Это было изящное, завуалированное обвинение в нелояльности, произнесенное с видом тяжелой необходимости. Зал замер. Роберт Оппенгеймер сидел, закрыв глаза. Позже, в перерыве, когда он проходил мимо Теллера в коридоре, он остановился. В его взгляде не было ненависти, лишь бездна усталости и бесконечного разочарования. Он посмотрел на Теллера сверху вниз с высоты своего почти аскетического роста и тихо, словно про себя, процитировал строфу из стихотворения: «Было время, когда мы были друзьями. Но это было в другой стране, и, кроме того, ту чертовку давно нет в живых».

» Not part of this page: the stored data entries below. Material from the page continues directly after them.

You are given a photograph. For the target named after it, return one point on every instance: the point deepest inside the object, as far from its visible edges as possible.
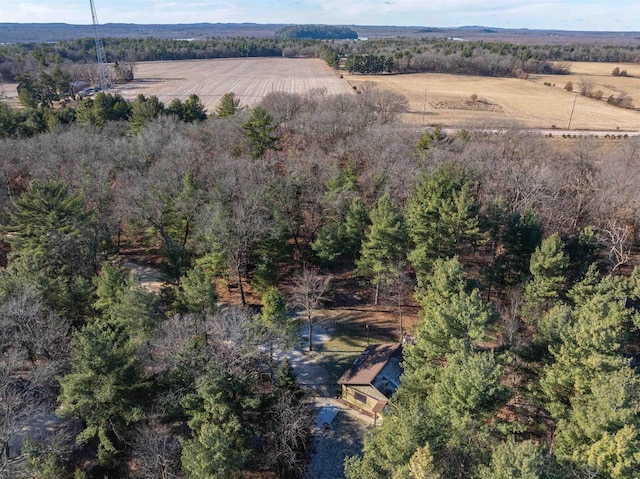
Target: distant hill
(317, 32)
(52, 32)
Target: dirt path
(345, 434)
(148, 276)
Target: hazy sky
(620, 15)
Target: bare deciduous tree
(156, 454)
(308, 291)
(617, 239)
(288, 436)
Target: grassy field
(446, 99)
(250, 79)
(434, 99)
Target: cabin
(373, 378)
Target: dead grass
(439, 99)
(250, 79)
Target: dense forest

Теллер вздрогнул, словно от удара. В этом взгляде и в этих словах был приговор куда более окончательный, чем тот, что вынесет комиссия.
Комиссия, разумеется, признала его лояльным гражданином, но лишила допуска к секретам, которые он сам же и создал. Это была гражданская смерть. С него сорвали погоны пророка и надели вериги отверженного. Друзья и коллеги разделились. Одни, как Исидор Раби, не могли простить Теллеру предательства и говорили, что мир стал «беднее без Оппенгеймера». Другие, напуганные маккартизмом, хранили молчание.
Последние годы жизни Роберта Оппенгеймера на маленьком острове Сент-Джон в Карибском море, где он построил спартанский дом на берегу пустынного пляжа, были полны горькой меланхолии и тихого созерцания. Он все еще читал лекции, писал статьи, размышлял о соотношении науки и культуры, о месте ученого в обществе. Его речь по случаю получения премии, которую он назвал «Надежда».